外国人労働者の定着と協働を目指す受け入れ環境の構築

研究課題

研究課題/領域番号 17H02354
研究機関麗澤大学

研究代表者

近藤 彩  麗澤大学, 外国語学部, 教授 (90377135)

研究分担者 池田 玲子  鳥取大学, 教育支援・国際交流推進機構, 教授 (70313393)
舘岡 洋子  早稲田大学, 国際学術院(日本語教育研究科), 教授 (10338759)
金 孝卿  早稲田大学, 日本語教育研究センター, 准教授(任期付) (30467063)
宇佐美 洋  東京大学, 大学院総合文化研究科, 准教授 (40293245)
神村 初美  東京福祉大学, 教育学部, 准教授 (80764654)
研究期間 (年度) 2017-04-01 – 2021-03-31
キーワードビジネスコミュニケーション / 外国人労働者 / ケース学習 / 協働 / 相互理解
研究実績の概要

2018年12月に改正入管法(出入国管理法改正)が成立し、外国人労働者の受け入れは国家戦略として急速に進められている。本研究は、外国人労働者の中でも高度人材(日本語人材)と受け入れ側(日本企業、日本語母語話者)を主な対象とし、「実態調査」「教材作成」「教育・研修」を結びつけた学際的な研究を目指している。
2年目である平成30年度の研究業績の概要は次のとおりである。(1)日本国内のサービス業、特に人材派遣業で働く日本人社員と外国人社員に対する研修プログラムを継続して実施した。本年は「新人研修プログラム」として1年間、協働を土台とした企業の受け入れ環境を改善することを目的とした研修であった。また、異業種に勤務する外国人日本語人材を対象としたケース学習型研修を実施した。(2)海外は、フランス、中国等を訪問し、日本語人材や日本人駐在員に対しインタビュー調査を行った。収集したデータは内容分析等を行い、ケース教材を作成している。
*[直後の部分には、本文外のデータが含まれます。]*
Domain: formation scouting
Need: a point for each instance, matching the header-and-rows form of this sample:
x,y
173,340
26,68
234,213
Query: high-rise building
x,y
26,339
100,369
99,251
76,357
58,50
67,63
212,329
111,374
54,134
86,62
(3)フランスの経営大学院で、MBAの教員及び大学院生に対し、これまでの研究成果と、ケース学習の理論や企業研修プログラムの立案について講演を行った。日本語教師に対してはケース教材作成法を中心とした研修を行い、教師に求められる能力についても検討を進めた。送り出し国であるインドネシアではシンポジウムを企画し、研究成果を発信するとともに現地の教員に対し研修を行った。
上記の成果は、職場の環境整備、協働学習、プログラム開発の観点から論文、図書、学会発表、招聘講演を通じて国内外で公表した。

現在までの達成度 (区分)
現在までの達成度 (区分)

2: おおむね順調に進展している

理由

当初計画の目的の一つに、国内のサービス業、特に外国人の人材派遣に関して調査を行うことがあった。これについてデータを収集するとともに、研修を行い、PDCAサイクルで縦断的に検証を順調に進めている。国外の調査としてはヨーロッパの国を複数挙げていたが、予算に限りがあるため、フランスを調査対象国とした。訪問時には現地の日本語教師に対して研修を実施し、以前の研修受講者についてフォローアップ調査も行うことができた。国立大学のMBAの教員や大学院生に対しても、これまでの研究で得た知見や新たなプログラム開発について発表や研修を行ったことにより、学際的な学術交流をすることができた。さらに、インドネシアでは国際大会(シンポジウム)を企画し、200名を超える参加者(インドネシア、日本、その他の国籍)があった。研究成果の発表はもとより、貴重な学術交流を行うことができた。ビジネス日本語教育や介護・看護分野との連携を深めることができた。年間を通じて、調査、論文発表、図書の刊行、講演等を行った。共同研究者の研究(協働、参加型授業、介護他)も順調に進んでおり、全体的に一定の成果をあげたと考えている。

今後の研究の推進方策

本研究の3年目となる今年度は、次の通り研究を進める予定である。
平成30年度までに行った国内外の調査研究(企業研修を含む)を随時発信していく。例えば、人材派遣業と製造業での企業研修について、外国人労働者の定着と協働の観点から日本語教育学会において成果の一部を発表する。形式は企業関係者と日本語関係者に登壇していただくパネルセッションで、外国人を雇用する企業の取り組みと環境整備について研究から得た知見を共有し、定着に向けた議論を行う予定である。さらに、秋に国内の企業関係者と日本語教育関係者の協働によるシンポジウムを行い、調査結果を明示した上で企業の受け入れ体制の強化の必要性を述べるとともにネットワーク構築を行う。
海外(送り出し国)では、まずベトナムにおいて現地の日本語教師に対し研修を行う。主な内容はケース学習の理論に関する講義とケース学習の体験授業である。キルギスにおいても教師研修を行い、研修前後の受講者の意識の変化について質的に分析をする。韓国では、「青年の日本就職活性化のための日本語研究の新しいパラダイム」というテーマで、大学教員を主な対象とした研修を行う。大学教育において、働く上での摩擦やトラブルを教材とし、それを用いたケース学習に関する受講者の考え方や受けとめ方を明らかにする。さらに、ベトナムでは介護と看護の研究会とビジネス日本語研究会が連携をし、環境整備に関するシンポジウムを実施、送り出し国と受け入れ国(日本)双方の多様な連携が必要であることを示す予定である。
訪問国では企業を訪問しインタビュー調査を行い、トラブルや摩擦を抽出し、引き続きケース教材を作成していく。国内の企業研修においては、人材派遣業を中心に研修プログラムを開発、検証を進めていく予定である。

  • 研究成果

    (43件)

すべて 2019 2018

すべて 雑誌論文 (10件) (うちオープンアクセス 5件、 査読あり 2件) 学会発表 (29件) (うち国際学会 12件、 招待講演 12件) 図書 (3件) 学会・シンポジウム開催 (1件)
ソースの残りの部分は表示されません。